Refinery crude runs dropped by 209,000 barrels per day (bpd), API data showed, implying a drop in demand for feedstock crude.
Data on the website of the Energy and Mineral Resources Ministry indicated, Thursday, that the OPEC has succeeded in trimming oil production by 1.8 million barrels per day since 2016. USA data released Wednesday showing crude stockpiles at their highest level in about two months "was a bit of a disappointment".
Oil cartel Opec will hold a dinner on Monday in Houston with U.S. shale firms, the latest sign of the producer group widening talks about how best to tame a global oil glut.
Fawad said the market has been ignoring "good compliance with the production cuts by OPEC and non-OPEC countries".
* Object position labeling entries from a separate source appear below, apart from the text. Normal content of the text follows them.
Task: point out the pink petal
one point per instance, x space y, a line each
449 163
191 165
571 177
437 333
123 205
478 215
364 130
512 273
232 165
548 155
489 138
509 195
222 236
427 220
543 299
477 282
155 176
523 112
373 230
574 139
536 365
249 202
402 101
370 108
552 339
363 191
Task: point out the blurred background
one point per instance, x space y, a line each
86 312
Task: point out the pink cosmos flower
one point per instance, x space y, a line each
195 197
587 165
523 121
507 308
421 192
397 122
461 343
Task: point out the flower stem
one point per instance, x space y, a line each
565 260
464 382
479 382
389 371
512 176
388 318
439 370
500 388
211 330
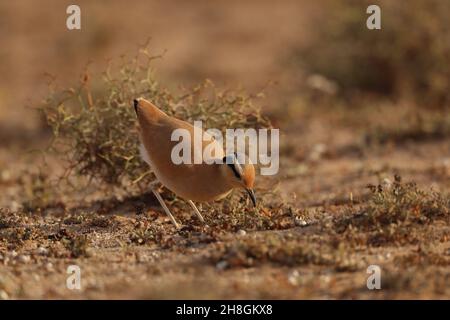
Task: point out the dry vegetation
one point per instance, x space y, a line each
365 158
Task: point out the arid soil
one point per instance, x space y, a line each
340 203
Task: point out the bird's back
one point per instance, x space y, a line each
197 182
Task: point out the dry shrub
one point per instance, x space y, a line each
94 125
393 214
409 56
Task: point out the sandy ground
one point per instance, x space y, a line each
127 248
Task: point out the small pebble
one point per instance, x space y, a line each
3 295
24 258
300 222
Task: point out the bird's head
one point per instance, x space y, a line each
146 111
240 173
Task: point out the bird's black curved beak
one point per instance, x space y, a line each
251 193
135 104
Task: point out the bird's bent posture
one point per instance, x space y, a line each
192 182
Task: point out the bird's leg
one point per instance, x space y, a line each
161 201
196 211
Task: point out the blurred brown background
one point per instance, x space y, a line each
354 107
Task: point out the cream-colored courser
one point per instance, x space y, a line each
193 182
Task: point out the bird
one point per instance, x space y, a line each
203 182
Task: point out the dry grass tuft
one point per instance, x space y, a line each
94 125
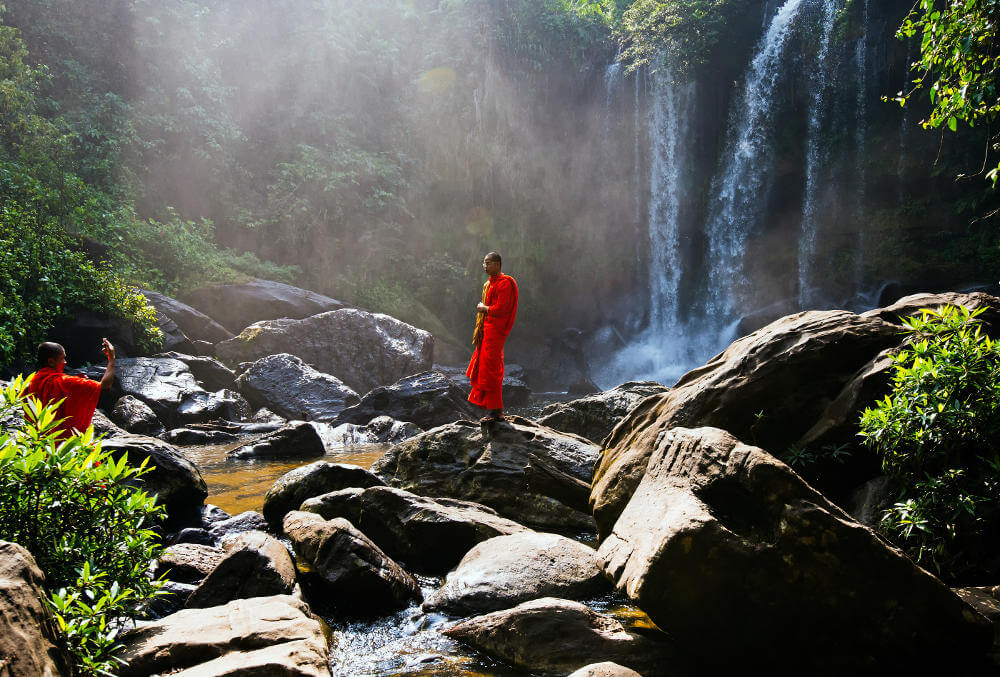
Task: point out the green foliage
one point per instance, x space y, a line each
76 509
937 434
959 64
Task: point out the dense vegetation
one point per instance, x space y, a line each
76 509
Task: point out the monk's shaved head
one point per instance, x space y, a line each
47 351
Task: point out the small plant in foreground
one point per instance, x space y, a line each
74 507
937 435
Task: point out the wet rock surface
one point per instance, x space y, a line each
557 636
506 570
725 547
428 399
291 388
362 349
346 569
526 472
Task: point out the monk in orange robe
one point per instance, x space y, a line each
494 319
79 395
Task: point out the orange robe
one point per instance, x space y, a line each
486 367
79 397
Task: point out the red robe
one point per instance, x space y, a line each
486 367
79 397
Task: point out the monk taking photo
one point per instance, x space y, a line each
494 319
79 395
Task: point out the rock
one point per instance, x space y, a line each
175 480
254 565
347 569
296 440
362 349
605 669
767 388
135 416
196 325
27 631
428 399
531 474
287 386
726 548
194 637
311 480
426 534
595 416
187 562
506 570
236 306
557 636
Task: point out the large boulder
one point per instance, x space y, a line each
236 306
504 571
726 548
308 481
175 480
291 388
527 472
195 325
767 388
278 633
426 534
346 569
428 399
595 416
254 565
556 636
27 631
362 349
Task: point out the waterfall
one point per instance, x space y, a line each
736 192
817 158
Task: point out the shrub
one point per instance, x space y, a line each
76 509
937 434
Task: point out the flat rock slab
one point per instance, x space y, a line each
726 548
194 637
292 389
526 472
346 569
557 636
504 571
309 481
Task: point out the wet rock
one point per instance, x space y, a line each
725 548
312 480
426 534
428 399
173 478
526 472
287 386
135 416
595 416
506 570
746 390
187 562
196 325
254 565
557 636
27 630
364 350
296 440
236 306
202 638
346 568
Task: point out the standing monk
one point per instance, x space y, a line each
79 395
494 319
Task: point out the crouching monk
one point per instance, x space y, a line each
79 395
494 319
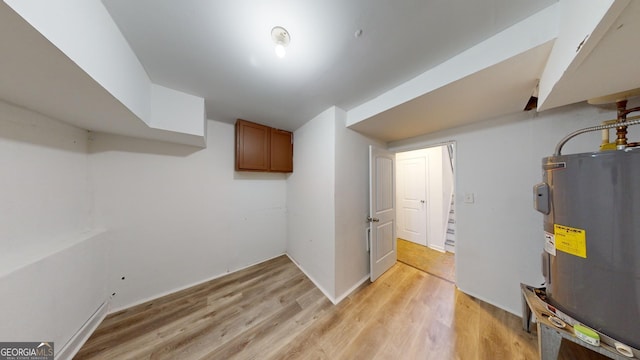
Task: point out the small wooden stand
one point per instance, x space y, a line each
550 336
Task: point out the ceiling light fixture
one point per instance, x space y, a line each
281 38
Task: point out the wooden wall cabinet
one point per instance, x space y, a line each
262 148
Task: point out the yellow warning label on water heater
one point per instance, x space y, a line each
571 240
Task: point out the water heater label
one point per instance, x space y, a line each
570 240
549 243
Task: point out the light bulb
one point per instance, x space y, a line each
280 51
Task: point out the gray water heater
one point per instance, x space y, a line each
591 263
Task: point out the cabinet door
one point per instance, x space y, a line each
252 146
281 151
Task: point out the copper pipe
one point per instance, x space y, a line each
621 131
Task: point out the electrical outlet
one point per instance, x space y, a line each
469 198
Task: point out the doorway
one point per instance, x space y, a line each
426 209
"The rise in total US commercial stocks coupled with a new high in domestic crude production made for a soft backdrop", Stephen Brennock, analyst at London brokerage PVM Oil Associates, said in a note.
On Tuesday, International Energy Agency Executive Director Fatih Birol said the United States will likely overtake Russian Federation as the world's biggest oil producer by 2019.
A day after the American Petroleum Institute gave oil bulls a cold shower by reporting a 933,000-barrel build in crude oil inventories on top of a gasoline build, the Energy Information Administration deepened the gloom by reporting a 3-million-barrel build for the week to February 23.